Lycera’s proprietary technology platform is focused on the emerging area of cellular bioenergetics to selectively target and silence pathologically activated lymphocytes without global immunosuppression, thereby keeping the healthy immune cells intact. Cellular bioenergetics is a field of biology focused on studying how energy in the form of ATP is made and utilized in living systems.

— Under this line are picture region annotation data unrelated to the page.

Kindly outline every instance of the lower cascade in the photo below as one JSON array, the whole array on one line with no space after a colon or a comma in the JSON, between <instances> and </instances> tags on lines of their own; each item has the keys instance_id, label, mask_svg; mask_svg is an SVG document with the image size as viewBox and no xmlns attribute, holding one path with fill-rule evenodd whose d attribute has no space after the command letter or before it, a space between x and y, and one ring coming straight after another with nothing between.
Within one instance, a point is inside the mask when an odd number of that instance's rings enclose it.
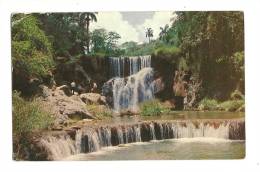
<instances>
[{"instance_id":1,"label":"lower cascade","mask_svg":"<svg viewBox=\"0 0 260 172\"><path fill-rule=\"evenodd\" d=\"M230 140L245 139L245 123L240 120L210 121L150 121L118 126L85 126L72 132L43 136L38 146L48 160L95 152L102 147L151 140L209 137Z\"/></svg>"},{"instance_id":2,"label":"lower cascade","mask_svg":"<svg viewBox=\"0 0 260 172\"><path fill-rule=\"evenodd\" d=\"M122 109L137 111L138 103L154 97L153 69L143 68L127 78L112 78L103 87L104 95L106 90L112 91L113 109L116 112Z\"/></svg>"}]
</instances>

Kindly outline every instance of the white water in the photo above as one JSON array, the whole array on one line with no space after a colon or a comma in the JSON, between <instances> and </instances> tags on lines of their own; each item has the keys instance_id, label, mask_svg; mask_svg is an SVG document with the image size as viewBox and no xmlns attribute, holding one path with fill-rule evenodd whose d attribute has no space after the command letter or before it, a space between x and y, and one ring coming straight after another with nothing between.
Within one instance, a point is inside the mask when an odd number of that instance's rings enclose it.
<instances>
[{"instance_id":1,"label":"white water","mask_svg":"<svg viewBox=\"0 0 260 172\"><path fill-rule=\"evenodd\" d=\"M152 81L152 68L143 68L128 78L114 78L112 85L114 110L137 111L138 103L154 97Z\"/></svg>"},{"instance_id":2,"label":"white water","mask_svg":"<svg viewBox=\"0 0 260 172\"><path fill-rule=\"evenodd\" d=\"M110 77L126 77L151 67L151 56L109 57Z\"/></svg>"},{"instance_id":3,"label":"white water","mask_svg":"<svg viewBox=\"0 0 260 172\"><path fill-rule=\"evenodd\" d=\"M240 130L238 123L239 122L232 122L232 127L238 128L233 128L231 132ZM228 140L230 136L230 125L231 123L229 122L222 122L218 126L203 122L195 125L187 121L185 123L149 122L127 126L107 126L96 129L86 127L77 130L75 140L63 133L59 136L43 137L40 143L42 147L47 150L49 159L59 160L79 153L96 152L104 147L141 141L173 138L198 138L199 140L201 140L201 138L212 138L212 140ZM116 130L113 137L111 133L112 128ZM148 131L145 132L143 128L148 128ZM148 137L148 140L143 140L143 136Z\"/></svg>"}]
</instances>

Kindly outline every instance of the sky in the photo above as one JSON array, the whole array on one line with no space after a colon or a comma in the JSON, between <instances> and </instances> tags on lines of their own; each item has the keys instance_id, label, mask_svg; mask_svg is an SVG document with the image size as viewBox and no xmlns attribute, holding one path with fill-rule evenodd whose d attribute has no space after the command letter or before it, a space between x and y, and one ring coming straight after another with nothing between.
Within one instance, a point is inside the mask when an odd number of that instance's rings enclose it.
<instances>
[{"instance_id":1,"label":"sky","mask_svg":"<svg viewBox=\"0 0 260 172\"><path fill-rule=\"evenodd\" d=\"M174 17L172 12L98 12L97 22L90 25L90 30L105 28L117 32L121 39L119 44L127 41L148 42L146 28L153 29L153 39L158 38L160 27L170 24Z\"/></svg>"}]
</instances>

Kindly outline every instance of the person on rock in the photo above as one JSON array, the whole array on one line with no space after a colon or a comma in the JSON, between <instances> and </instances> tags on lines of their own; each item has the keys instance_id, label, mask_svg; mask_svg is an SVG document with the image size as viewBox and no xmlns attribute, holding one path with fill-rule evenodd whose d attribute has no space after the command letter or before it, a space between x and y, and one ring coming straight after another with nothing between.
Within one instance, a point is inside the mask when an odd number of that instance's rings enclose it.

Lycera’s lead research program, the Bioenergetics program, originated from the lab of the company’s founder and chief scientific officer Gary D. Glick, Ph.D., at the University of Michigan. In preclinical studies, modulating the ATPase within the mitochondria of pathologically activated lymphocytes has demonstrated efficacy with no major toxicities or effects on antibody or DTH responses in mice. Testing has been conducted in preclinical models of lupus, rheumatoid arthritis, psoriasis, graft-vs.-host disease and other medical conditions. The mechanism has been supported by extensive published and unpublished work over the past eight years and has generated multiple potential drug candidates. The company is on track to be in the clinic in 2011 with its first small-molecule oral therapy candidate.

Th17

Lycera has developed a proprietary lead program that targets Th17 cells, key mediators of inflammation, through the inhibition of ROR-gamma, a member of the highly druggable nuclear receptor super-family. Th17 cells secrete pro-inflammatory cytokines (including IL-17A, IL-17F, IL-21 and IL-22) and express IL-23 receptor and chemokine receptor CCR6, which play important roles in autoimmune disease. Targeting Th17 cell differentiation by blocking production of pro-inflammatory cytokines, IL-23R and CCR6 can be achieved by inhibiting the upstream master regulator ROR-gamma, which controls the production of IL-17 and other related proinflammatory cytokines.